Before I get to the last highlighted portion in the paragraph above, I will just point out another factual error in the Science Daily article. Consider the following claim:
“In languages that use the SOV order, it is necessary to use “marks,” i.e. small particles attached to nouns to clarify their function within the sentence. These particles add to the computational load, however, favoring transition to the SVO form, which does not use these marks.”
Contrary to this claim, it is neither “necessary” to use case marking (i.e. “small particles attached to nouns to clarify their function within the sentence”) in SOV languages, nor is it true that SVO languages do not use case marking. Consider the figures found in the WALS database: there is a slight tendency for SVO languages to use either head marking (i.e. agreement) or no marking rather than case marking (found in languages classified in WALS as “double marking” or “dependent marking” languages), while SOV languages exhibit a slight preference for case marking over head marking or no marking options. As can be seen from the numbers cited below, 46 languages in the WALS sample are SOV yet do not use case marking (alleged to be “necessary” in the paragraph cited above), including Abkhaz in the Caucasus, Ket in Western Siberia and the unrelated Nivkh in Eastern Siberia, and Lakhota in North America. Similarly, 18 languages in the WALS sample are SVO and yet use case marking, including Icelandic, Finnish, and Russian, to name a few.

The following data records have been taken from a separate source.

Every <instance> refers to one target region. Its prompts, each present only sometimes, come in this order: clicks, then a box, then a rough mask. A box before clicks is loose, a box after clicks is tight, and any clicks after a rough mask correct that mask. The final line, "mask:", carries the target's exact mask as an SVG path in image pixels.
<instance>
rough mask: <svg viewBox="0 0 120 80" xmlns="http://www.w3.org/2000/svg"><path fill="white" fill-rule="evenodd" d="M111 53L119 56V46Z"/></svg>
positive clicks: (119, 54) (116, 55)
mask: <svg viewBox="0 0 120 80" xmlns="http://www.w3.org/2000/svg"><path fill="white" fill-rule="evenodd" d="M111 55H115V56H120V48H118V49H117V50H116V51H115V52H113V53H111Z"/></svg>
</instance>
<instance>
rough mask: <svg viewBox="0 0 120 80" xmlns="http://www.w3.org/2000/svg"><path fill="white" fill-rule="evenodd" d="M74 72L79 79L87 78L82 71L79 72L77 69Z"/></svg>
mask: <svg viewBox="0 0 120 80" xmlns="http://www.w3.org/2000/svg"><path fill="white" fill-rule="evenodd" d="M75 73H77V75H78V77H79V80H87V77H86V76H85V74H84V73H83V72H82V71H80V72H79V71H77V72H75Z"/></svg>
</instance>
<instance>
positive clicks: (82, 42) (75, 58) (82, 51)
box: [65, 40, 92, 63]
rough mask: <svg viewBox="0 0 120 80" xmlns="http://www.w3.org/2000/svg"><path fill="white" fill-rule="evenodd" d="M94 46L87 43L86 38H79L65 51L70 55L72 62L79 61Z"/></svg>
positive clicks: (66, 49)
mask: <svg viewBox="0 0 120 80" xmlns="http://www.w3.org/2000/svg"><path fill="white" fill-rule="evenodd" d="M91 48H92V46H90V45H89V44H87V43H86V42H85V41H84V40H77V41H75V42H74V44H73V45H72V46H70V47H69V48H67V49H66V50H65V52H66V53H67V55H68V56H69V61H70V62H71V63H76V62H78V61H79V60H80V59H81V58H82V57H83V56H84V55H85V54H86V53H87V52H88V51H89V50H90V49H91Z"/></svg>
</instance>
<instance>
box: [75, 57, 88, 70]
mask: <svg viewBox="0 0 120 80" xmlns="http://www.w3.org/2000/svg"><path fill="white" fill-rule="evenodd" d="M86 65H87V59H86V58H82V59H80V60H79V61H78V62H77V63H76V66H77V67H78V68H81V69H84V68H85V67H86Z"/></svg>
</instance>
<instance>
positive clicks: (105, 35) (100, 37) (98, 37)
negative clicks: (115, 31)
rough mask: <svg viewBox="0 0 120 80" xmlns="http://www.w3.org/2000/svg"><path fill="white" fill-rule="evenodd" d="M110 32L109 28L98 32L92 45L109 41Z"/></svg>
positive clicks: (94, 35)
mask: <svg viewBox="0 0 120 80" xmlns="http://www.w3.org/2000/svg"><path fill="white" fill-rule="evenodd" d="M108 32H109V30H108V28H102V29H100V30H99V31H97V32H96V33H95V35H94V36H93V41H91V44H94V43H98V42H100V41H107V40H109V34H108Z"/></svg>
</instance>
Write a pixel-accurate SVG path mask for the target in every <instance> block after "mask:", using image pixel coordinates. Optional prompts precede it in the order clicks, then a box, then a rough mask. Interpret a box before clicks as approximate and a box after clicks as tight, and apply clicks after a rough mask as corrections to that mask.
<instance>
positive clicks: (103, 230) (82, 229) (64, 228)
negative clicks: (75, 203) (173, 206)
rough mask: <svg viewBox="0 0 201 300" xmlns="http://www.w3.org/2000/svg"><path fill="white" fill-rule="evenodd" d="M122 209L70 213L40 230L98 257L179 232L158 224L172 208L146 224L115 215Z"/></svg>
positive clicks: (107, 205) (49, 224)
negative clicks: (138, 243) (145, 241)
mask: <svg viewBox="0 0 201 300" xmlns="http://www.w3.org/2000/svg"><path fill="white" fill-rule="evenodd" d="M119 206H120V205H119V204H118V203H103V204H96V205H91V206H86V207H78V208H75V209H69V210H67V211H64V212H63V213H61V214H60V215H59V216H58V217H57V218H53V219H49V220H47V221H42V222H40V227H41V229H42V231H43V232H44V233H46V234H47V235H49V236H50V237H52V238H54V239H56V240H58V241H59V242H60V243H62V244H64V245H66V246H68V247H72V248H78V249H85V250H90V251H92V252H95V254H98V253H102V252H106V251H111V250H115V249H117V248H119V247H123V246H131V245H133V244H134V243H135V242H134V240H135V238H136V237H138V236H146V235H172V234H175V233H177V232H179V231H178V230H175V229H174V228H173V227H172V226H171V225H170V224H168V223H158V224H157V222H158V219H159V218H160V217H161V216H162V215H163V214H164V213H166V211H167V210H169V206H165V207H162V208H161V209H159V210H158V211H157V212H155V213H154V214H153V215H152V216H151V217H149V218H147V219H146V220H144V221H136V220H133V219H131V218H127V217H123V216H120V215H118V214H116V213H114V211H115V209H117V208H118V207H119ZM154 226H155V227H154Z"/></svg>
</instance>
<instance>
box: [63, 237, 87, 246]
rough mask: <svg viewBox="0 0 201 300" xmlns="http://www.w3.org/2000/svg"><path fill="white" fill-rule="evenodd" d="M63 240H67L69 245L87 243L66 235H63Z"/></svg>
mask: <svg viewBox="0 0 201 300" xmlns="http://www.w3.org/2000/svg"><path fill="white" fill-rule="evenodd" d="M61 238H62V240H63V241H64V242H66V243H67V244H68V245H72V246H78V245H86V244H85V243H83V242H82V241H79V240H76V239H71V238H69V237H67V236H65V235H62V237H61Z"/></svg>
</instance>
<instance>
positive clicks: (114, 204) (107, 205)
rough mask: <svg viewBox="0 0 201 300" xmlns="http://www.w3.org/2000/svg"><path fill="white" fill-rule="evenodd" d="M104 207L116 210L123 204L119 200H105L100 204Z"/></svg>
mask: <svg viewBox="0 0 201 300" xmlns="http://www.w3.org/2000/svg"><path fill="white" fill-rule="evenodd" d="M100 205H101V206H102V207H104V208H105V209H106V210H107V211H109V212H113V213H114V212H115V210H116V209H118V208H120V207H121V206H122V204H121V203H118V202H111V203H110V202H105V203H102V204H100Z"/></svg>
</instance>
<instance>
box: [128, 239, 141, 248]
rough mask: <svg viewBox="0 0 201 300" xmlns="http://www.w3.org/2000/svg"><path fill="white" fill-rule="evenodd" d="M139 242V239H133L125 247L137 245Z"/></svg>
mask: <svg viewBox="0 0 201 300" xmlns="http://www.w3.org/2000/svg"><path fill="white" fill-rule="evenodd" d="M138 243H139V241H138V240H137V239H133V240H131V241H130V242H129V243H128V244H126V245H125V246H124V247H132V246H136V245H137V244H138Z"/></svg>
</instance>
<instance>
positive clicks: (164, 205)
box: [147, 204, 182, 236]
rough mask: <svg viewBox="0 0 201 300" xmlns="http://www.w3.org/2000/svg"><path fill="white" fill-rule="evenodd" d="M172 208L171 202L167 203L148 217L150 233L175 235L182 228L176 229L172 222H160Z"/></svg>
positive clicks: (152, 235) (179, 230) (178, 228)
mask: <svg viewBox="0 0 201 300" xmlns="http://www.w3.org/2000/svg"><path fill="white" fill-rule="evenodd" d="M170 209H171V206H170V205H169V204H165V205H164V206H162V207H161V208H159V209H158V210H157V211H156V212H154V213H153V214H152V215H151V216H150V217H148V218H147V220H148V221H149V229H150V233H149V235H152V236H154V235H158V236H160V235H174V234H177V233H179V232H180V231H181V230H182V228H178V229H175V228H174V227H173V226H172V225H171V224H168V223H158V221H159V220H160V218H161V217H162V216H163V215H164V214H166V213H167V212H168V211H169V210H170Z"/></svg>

SVO + head marking or no marking | 27 |
SVO + double marking or dependent marking | 18 |
SOV + head marking or no marking | 46 |
SOV + double marking or dependent marking | 53 |
Going back to the last highlighted portion in the quote above about the “computational load” and “more complex grammatical structures”, this clause appears to be self-contradictory, thus being a bad phrasing at best and a flaw in the argument of the underlying research at worst. How can a lightening of the computational load be compatible with “more complex grammatical structures”? At the end of the article, this seemingly contradictory statement is explained by a more detailed description of the experimental research. Apparently, the SISSA team and their Iranian colleagues conducted a “language learning experiment” in which speakers of Italian (an SVO language) and Persian (an SOV language) had to “invent” a sign language. When inventing a sign language from scratch, they appear to come up with an SOV language, regardless of their native tongue’s word order preference, but while inventing a language whose lexical items (signs) were taught to them first, the experimental subjects produced an SVO language, again regardless of what their spoken language was. This is an interesting result in and of itself, but I wonder to what extent the results were biased by the fact that the experimental subjects were inventing a sign rather than a spoken language. Could it be that coming up with the signs for verbs is somehow more complicated than inventing nominal signs? At any rate, the reappearance of the SVO order when lexical signs were taught to the subjects before the experimental portion of the study began throws a wrench into the works of the scientists theory that SOV is the basic word order.